Benötige Hilfe bei Haftpflichtschaden

Hallo zusammen!

Ein Bekannter von mir hat beruflich einen etwas größeren Haftpflichtschaden verursacht (ca. 800 EUR). Dieser ist grundsätzlich über seine Betriebshaftpflicht versichert. Jedoch können wir nicht ganz nachvollziehen, warum die Reparaturkosten so drastisch gekürzt werden.

Aber zunächt mal kurz zu dem Fall:

Durch einen Fehler von meinem Freund, welcher ein Dach eines Kunden gedeckt hat, ist Wasser in das Haus eingetreten. Dieses Wasser hat im Kinderzimmer Wasserflecken an der Tapete hinterlassen. Nun hat der Kunde den Schaden reparieren lassen. Also einen Maler kommen lassen, welcher neu tapeziert hat bzw. gestrichen hat.
Der Kunde hat das Zimmer zuletzt von ca. 4 Jahren renoviert.

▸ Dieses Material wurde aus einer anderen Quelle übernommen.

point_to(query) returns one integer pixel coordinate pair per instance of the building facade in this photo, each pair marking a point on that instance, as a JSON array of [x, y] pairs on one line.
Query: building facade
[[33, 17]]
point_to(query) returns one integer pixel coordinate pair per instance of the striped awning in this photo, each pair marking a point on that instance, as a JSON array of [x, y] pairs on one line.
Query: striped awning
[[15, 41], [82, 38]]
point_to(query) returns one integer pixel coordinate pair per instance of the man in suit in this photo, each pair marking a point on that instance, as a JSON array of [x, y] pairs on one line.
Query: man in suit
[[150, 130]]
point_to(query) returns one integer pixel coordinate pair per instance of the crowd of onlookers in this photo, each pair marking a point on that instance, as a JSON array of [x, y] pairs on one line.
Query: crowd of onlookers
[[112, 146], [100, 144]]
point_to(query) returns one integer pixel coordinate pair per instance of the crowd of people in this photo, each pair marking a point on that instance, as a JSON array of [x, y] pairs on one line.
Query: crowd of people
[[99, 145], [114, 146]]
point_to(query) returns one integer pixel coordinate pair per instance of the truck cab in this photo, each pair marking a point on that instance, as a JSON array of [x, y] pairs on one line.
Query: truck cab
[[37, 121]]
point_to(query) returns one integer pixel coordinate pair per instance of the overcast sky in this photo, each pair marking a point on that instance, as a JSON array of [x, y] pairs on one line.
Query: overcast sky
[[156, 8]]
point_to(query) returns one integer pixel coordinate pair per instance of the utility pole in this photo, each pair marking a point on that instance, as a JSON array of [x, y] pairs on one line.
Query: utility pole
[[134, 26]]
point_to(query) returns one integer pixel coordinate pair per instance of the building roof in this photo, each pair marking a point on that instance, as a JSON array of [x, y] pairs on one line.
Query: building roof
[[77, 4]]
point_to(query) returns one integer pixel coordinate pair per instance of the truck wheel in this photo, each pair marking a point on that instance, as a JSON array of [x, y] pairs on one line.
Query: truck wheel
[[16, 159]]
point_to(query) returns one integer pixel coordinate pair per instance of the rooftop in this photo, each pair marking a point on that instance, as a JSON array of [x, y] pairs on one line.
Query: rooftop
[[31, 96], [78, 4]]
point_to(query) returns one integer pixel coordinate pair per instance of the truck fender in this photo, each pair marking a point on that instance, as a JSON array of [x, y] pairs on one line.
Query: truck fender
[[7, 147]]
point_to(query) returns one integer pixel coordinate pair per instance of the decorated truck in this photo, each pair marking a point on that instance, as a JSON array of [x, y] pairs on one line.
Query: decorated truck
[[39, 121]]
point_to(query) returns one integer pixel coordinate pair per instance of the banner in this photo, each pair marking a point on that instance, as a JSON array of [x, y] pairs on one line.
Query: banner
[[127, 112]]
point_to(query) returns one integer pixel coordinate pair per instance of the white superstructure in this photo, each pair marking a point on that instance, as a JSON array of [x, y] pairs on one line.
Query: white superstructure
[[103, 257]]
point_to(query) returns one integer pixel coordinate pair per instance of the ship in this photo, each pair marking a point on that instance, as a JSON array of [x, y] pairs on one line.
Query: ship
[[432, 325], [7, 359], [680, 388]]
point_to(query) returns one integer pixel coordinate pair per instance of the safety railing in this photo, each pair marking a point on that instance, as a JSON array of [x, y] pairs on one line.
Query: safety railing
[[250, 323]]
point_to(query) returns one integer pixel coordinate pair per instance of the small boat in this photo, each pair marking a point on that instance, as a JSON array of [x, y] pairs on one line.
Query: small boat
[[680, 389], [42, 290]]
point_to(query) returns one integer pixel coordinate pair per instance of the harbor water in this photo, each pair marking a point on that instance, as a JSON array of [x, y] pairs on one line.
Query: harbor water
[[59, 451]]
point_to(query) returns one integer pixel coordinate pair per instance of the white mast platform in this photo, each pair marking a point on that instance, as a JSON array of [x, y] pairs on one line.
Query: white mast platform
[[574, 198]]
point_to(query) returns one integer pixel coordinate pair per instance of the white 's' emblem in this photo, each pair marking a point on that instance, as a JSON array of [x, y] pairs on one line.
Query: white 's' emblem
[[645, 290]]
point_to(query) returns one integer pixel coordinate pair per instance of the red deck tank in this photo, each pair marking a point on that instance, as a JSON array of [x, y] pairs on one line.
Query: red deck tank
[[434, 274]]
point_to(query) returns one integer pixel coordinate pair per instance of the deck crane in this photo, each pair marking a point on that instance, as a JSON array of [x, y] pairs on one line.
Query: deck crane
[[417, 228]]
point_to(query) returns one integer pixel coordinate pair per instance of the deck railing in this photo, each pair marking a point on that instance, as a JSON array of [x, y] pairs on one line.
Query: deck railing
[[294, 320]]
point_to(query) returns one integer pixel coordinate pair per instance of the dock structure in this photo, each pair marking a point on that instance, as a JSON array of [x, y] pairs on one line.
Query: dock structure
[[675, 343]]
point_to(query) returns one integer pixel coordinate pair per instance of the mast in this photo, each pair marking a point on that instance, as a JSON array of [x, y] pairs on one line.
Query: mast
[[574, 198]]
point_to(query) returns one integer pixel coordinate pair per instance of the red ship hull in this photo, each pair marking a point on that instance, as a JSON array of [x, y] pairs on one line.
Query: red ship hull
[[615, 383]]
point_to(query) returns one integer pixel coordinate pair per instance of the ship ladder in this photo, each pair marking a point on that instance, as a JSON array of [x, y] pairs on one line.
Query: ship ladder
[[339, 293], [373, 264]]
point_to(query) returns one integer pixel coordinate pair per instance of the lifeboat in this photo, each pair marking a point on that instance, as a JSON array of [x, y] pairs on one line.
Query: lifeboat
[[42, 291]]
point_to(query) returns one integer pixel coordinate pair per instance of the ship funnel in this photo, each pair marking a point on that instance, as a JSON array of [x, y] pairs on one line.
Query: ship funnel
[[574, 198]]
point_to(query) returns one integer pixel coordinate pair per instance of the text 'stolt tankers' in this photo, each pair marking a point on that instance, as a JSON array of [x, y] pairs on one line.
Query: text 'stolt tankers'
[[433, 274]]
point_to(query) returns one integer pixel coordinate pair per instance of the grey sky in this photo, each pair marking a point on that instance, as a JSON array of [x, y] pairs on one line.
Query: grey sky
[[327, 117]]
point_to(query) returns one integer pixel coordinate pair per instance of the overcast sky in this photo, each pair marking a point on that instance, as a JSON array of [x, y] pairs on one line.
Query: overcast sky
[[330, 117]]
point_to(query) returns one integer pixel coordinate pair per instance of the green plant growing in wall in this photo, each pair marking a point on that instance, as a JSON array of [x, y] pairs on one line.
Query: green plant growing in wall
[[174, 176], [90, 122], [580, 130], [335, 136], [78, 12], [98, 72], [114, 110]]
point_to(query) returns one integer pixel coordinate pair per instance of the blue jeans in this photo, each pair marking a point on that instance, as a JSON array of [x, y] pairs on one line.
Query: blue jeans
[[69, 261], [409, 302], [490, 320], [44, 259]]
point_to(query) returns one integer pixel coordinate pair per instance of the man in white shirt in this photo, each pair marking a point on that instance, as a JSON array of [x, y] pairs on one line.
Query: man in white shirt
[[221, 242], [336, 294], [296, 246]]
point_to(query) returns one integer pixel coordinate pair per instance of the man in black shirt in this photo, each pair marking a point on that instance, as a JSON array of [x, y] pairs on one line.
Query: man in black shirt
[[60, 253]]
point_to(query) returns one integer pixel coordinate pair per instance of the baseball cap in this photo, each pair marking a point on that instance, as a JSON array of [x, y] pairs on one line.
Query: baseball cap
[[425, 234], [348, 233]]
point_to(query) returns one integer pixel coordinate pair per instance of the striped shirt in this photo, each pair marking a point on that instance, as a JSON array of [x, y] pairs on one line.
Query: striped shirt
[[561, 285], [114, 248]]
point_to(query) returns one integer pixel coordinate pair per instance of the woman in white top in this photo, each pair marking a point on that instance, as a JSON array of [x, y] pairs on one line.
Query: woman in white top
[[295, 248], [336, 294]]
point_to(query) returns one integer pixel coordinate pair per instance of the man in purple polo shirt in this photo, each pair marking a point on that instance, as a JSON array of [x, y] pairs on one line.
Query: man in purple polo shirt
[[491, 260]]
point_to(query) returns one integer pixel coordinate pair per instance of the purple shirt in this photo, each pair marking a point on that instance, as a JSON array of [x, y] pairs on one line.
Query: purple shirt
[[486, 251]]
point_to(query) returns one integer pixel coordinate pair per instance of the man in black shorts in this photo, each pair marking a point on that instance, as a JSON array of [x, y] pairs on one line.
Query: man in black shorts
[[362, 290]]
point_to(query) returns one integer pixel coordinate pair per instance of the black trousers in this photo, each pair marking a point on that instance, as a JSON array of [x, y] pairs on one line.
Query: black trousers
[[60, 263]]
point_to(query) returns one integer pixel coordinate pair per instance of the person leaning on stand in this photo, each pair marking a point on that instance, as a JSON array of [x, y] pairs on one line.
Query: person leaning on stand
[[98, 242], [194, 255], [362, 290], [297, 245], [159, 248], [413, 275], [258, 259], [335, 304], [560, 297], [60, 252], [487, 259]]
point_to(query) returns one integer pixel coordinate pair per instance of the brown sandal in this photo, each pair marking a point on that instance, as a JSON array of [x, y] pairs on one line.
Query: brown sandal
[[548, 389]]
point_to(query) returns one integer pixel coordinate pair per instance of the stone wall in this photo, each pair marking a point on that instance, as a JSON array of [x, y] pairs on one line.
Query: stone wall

Meiner Meinung nach müßte mein Freund nun von seiner Haftpflicht die kompletten Lohnkosten für den Maler und anteilig die Materialkosten ersetzt bekommen.

Die Gesellschaft sagt jedoch, dass auch die Lohnkosten nur anteilig erstattet werden. Sie sagt weiter, dass der normale Renovierungsintervall bei 5 Jahren liegt - somit hätte in einem Jahr eh alles vom Kunden renoviert werden müssen.

Nun kann ich dabei aber die Kürzung der Lohnkosten nicht ganz nachvollziehen, da die Lohnkosten immer in gleicher Höhe anfallen (Infaltion mal ausgeschlossen). So hätte der Kunde vor vier Jahren für den selben Schaden die gleichen Lohnkosten zahlen müssen. Genauso hätte er die gleichen Lohnkosten zahlen müssen, wenn der Schaden erst z. B. in fünf Jahren passiert wäre. Die Arbeitskraft verliert ja nicht an Wert, so wie die Tapete, welche z. B. vergilbt o. ä.

Wie ist Eure Meinung dazu? Kennt Ihr eine Möglichkeit, der Gesellschaft dies verständlich zu machen? Hat vielleicht jemand ein passendes Gerichtsurteil zu dieser Situation oder liege ich einfach nur falsch mit meiner Meinung? Vielleicht hat ja auch jemand z. B. ein Gerichtsurteil um meine Meinung zu widerlegen.

Wäre nett, wenn Ihr mir helft.

Liebe Grüße,
McMercury

Hallo Mc…

normalerweise ist ein Auto nach z.B. 4 Jahren abgeschrieben… also der reine Buchwert beträgt 0 Euro. Bei dem Zimmer ist es eben nach 5 Jahren so…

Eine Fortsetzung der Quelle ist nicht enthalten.